O que levavas para uma ilha? O Walk&Talk leva o melhor da arte contemporânea

Festival decorre no próximo fim-de-semana na ilha de São Miguel.

Instalação de Teresa Braula Reis - Walk & Talk 2017

Se tivéssemos de começar por resumir o Walk&Talk numa ideia que qualquer pessoa conseguisse perceber e recorrêssemos para isso à tradição oral portuguesa, facilmente nos lembraríamos do famoso ‘água mole em pedra dura tanto bate até que fura’; o festival que se realiza numa ilha de origem vulcânica e paisagem rochosa, no meio da imensidão do oceano atlântico, onde não se passa (quase) nada, tornou-se numa referência no mapeamento da arte contemporânea em Portugal, provando que com persistência e consistência se deixa marca em qualquer espaço.

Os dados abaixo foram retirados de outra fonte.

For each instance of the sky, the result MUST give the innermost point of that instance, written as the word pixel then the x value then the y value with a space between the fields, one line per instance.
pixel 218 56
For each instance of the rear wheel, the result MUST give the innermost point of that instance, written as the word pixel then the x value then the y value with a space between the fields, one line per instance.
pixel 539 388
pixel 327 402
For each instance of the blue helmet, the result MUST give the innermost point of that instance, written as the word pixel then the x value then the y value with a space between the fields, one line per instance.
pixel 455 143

Tudo começou em 2011 – já lá vão nove edições em oito anos – e desde então que pela ilha de São Miguel passaram mais de duas centenas de artistas de várias partes do mundo e ascendências disciplinares para se sujeitaram ao desafio de criar ou expôr num local único e, de certa forma, alternativo, fora do circuito urbano e da normativização estética das cidades e das suas infraestruturas expositivas como museus e galerias. Dividido em dois circuitos, o Walk&Talk cria no espaço público – em certos casos quase selvagem – momentos artísticos inusitados, e no universo social da ilha momentos de partilha e intercâmbio entre as diversas culturas dos que por ali passam. Chamam-lhes ‘Circuitos’ da Ilha e das Exposições, respectivamente, mas ao contrário do significaria chamar-lhes ‘paralelos’, são linhas divisórias que se tocam e cruzam propositadamente – num espaço onde a natureza predomina, procura promover-se a naturalidade dos cruzamentos entre diversos universos.

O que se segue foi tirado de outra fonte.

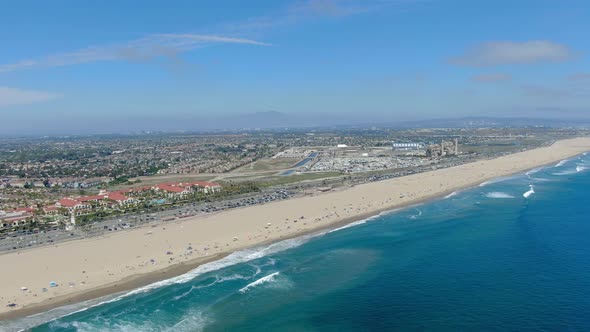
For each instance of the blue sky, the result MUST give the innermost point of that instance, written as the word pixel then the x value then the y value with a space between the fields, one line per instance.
pixel 112 66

O Circuito de Exposições é este ano, pela primeira vez, organizado com o curador convidado Sérgio Fazenda Rodrigues, enquanto que a programação do Circuito Ilha (anterior “Circuito de Arte Pública”) ficou a cargo do colectivo de curadores The Decorators. A intersecção dos circuitos volta a ser o Largo de São João, em Ponta Delgada, onde se instalará temporariamente o Pavilhão do Festival, este ano desenvolvido pelo colectivo Artworks & GA Estudio, em forma de capote açoriano, materializando a mistura de que vamos falando.

Entre os projectos do Circuito Ilha, destaca-se o artista Prem Sahib, que vai desafiar a ideia de identidade definida, de classificação e categorização, convidando as pessoas que se vão cruzar com o seu projecto, instalado entre o centro de Ponta Delgada e duas outras localidades da ilha, a reflectir sobre o que pode ser entendido como queer; a oportunidade de mergulhar, literalmente, na piscina do Parque Terra Nostra para assistir à exibição do filme inédito Mistérios Negros, de Pedro Lino, projectado no parque e musicado com uma performance ao vivo; ou o menu criado pela a artista Inês Neto dos Santos em colaboração com dois chefs dos Açores que será servida sobre uma mesa desenhada pelos The Decorators para o parque das Furnas, onde os participantes da serão convidados a saborear “arte”.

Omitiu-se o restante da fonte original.